Pierre, SD - October 3, 2014 -- If you can’t get it to market, you don’t get paid. Grain is piling up on the ground and prices are plummeting. It’s a simple rule that any farmer or rancher knows. Unfortunately, that’s the challenge for producers in South Dakota. As bumper crops of wheat, corn and beans come out of the fields, farmers are filled with a sense of blessing that they’ve done their job. The joyful feelings of a bountiful harvest are quickly replaced with a sense of frustration that this year’s grains are going to get piled on top of last year’s because there simply are not enough transportation options.
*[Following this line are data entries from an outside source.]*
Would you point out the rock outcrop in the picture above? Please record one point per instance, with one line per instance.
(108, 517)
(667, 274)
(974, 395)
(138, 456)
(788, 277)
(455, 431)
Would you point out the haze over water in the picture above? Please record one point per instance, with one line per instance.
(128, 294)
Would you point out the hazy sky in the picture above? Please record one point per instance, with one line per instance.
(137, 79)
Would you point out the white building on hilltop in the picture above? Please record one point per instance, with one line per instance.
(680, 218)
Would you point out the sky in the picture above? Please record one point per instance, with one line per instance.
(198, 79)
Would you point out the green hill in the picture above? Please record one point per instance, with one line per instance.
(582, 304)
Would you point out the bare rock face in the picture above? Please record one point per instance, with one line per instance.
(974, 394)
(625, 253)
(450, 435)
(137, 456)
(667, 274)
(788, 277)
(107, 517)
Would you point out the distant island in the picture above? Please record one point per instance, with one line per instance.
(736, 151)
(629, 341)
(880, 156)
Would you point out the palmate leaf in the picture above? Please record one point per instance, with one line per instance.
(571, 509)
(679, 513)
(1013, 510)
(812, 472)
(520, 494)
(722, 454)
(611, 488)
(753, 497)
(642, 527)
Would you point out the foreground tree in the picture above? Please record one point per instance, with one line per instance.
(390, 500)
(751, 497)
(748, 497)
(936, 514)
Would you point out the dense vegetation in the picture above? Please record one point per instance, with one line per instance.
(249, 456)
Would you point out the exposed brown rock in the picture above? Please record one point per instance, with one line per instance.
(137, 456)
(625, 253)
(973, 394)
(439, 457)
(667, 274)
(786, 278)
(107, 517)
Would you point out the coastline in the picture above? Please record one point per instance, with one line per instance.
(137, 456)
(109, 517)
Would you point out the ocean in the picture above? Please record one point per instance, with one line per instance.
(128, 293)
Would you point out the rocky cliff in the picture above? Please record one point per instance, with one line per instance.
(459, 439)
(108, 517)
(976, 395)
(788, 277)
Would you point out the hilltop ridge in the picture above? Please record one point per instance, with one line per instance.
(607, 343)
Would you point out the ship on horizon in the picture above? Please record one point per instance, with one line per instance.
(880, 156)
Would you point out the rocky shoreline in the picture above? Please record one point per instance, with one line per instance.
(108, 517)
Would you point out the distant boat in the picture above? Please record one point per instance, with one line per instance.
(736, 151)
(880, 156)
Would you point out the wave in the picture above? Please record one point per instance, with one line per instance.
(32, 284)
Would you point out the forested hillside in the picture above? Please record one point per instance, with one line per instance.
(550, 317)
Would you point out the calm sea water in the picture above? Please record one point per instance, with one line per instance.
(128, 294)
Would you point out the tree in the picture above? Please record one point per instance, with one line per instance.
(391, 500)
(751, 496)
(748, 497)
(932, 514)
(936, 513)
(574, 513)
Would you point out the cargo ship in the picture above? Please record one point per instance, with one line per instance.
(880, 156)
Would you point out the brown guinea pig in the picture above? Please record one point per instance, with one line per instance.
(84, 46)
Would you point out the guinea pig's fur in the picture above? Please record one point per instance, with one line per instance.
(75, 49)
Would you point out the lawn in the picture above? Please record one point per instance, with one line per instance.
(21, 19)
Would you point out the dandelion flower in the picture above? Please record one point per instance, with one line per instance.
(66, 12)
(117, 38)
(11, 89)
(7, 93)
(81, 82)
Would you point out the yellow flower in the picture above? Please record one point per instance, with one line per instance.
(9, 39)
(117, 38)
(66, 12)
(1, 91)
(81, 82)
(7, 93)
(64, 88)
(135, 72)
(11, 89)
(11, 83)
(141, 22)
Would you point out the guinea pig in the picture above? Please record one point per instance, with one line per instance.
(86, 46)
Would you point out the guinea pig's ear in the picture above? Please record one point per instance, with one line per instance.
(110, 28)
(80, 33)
Too many trains are tied up carrying the valuable oil from North Dakota to refineries in the south.

This predicament is a direct result of the dysfunction in Washington D.C. There is one option staring us all in the face that should have helped to alleviate the problem by now; the Keystone XL pipeline. It’s been six years since the project was proposed and due to political pressure from the president, we’re no closer to a solution than we were in 2008. If it had been approved at the appropriate time, we wouldn’t be in the same mess we’re in now.

There are all kinds of theories in debating the pipeline’s effect on the grain glut, but simple, common sense tells us that if more rail cars were available to haul grain because oil is being moved safely underground, less product will be left to rot in fields, bags, elevators and bins.

In a rare case of bipartisan collaboration, Senators John Thune (R-SD) and Amy Klobuchar (D-MN) are teaming up to find a solution. They’d like the Department of Agriculture to do an economic analysis to determine how the rail situation is truly affecting farmers and ranchers as well as the ag economy in general. I suspect such a study would prove definitively what we already know; first, that more trains would mean better delivery to market and secondly, that the best way to free up some of that rail capacity is to build the Keystone XL.

I applaud Senators Klobuchar and Thune for taking a bipartisian approach to seeking a solution. We need more of this type of common sense approach in Washington, D.C.